In a simple variation story, we might have only one alteration on the narrative axis each time leads someone into the Green Wood. For example a soldier of the Sheriff, then a captain, then the Sheriff himself. Instead we get an almost complete variation of the narrative between Sheriff and Bishop on many different axes of the narrative, as mentioned above. That means that in two passes, we have essentially filled out the entire "space" of narrative variation in a Levi-Strauss sense. There is hardly any room for a third such incident with further variation of the story. That tells me that the third time it happens---for there must be a third time---will be radically different than the first two.
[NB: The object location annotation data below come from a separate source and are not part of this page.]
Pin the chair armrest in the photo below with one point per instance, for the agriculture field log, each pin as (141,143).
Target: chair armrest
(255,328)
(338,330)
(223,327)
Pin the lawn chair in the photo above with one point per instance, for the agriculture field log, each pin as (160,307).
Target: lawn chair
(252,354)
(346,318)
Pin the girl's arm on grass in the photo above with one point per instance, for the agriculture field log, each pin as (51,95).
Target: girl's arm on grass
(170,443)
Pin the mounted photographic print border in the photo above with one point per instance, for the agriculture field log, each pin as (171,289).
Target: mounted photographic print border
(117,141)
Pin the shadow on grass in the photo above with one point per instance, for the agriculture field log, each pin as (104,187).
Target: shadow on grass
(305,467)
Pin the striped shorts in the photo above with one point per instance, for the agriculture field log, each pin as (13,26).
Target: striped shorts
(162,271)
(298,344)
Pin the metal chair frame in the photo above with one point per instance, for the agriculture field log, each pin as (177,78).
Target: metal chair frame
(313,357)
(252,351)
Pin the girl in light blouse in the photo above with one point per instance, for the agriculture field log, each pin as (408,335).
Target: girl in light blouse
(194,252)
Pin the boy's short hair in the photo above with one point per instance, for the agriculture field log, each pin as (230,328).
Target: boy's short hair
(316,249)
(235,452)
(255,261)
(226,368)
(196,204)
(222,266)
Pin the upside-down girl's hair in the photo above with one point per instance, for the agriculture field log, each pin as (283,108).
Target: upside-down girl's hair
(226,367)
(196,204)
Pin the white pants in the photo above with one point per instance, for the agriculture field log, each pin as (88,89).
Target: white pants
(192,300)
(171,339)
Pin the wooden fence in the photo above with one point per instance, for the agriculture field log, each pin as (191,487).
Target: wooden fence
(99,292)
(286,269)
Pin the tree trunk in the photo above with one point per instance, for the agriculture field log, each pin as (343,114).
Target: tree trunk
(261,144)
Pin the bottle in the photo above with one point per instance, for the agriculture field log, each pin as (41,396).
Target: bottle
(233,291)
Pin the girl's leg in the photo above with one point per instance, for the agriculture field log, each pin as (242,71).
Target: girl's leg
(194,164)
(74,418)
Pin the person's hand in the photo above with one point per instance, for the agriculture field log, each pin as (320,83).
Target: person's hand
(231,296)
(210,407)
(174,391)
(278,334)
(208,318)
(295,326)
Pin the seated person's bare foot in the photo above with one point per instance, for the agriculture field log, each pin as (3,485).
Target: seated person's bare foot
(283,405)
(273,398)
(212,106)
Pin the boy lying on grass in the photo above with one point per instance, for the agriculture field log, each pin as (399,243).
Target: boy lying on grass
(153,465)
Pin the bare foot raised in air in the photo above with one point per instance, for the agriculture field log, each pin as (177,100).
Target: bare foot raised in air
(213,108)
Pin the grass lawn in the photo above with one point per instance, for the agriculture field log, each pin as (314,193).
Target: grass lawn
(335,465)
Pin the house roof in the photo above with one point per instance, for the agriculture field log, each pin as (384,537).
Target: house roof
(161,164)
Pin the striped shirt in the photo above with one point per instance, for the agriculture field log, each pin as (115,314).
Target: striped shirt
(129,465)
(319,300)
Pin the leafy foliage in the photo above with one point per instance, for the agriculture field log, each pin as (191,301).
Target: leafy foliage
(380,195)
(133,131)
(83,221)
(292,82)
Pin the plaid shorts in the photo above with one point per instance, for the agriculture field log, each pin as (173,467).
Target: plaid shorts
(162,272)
It must be in a whole new "story space". I can hardly wait.

Also in this chapter we finally hear of Maid Marian, who will finally make an appearance in the next chapter. In the meantime Robin sends the old woman of the forest off to Marian in order to be fitted with finer dress, and be placed in her protection. One thus knows of Marian's goodness before we meet her. We know she is a very important person for Robin.

Claude Levi-Strauss (1908-2009), the godfather of structuralism, which dominated literary criticism in the mid 1960s until the rise of deconstruction.  At first it was hard to grasp what he meant by the narrative space of a story, until I listened this lecture from 1984 in which he talks about the myths and legends of various isolated tribes in British Columbia as recorded by an anthropologist in the early 20th century. Every possible variation of the myth comes into being over time, as varies within certain constraints. He first noticed this about Oedipus and concluded that in regard to myths and legends, there is never a definitive version. All of the versions and variations contribute to a "story space" that builds over time. I think about this a lot in regard to the contemporary switching theace, sex, sexuality, etc. of well-known story characters, say in Disney or Star Wars or in comics.  Doing so is almost a trope at this point. It think it is well explained by the ideas of Levi-Strauss in regard to the need for the culture to fill out the expanded "DEI" story space of existing narratives. I've never heard anyone else say this, probably because no one cares about structuralism anyone, and my thesis here would probably be seen as reactionary/racist/homophobic/transphobic/misogynist but the numb-brained academics who know only "critical race theory." That is basically the only tool in their toolbox.  Even my late grandfather, who was a Marxist academic and professor of French literature, could not stand them. How far we have fallen since the 1960s.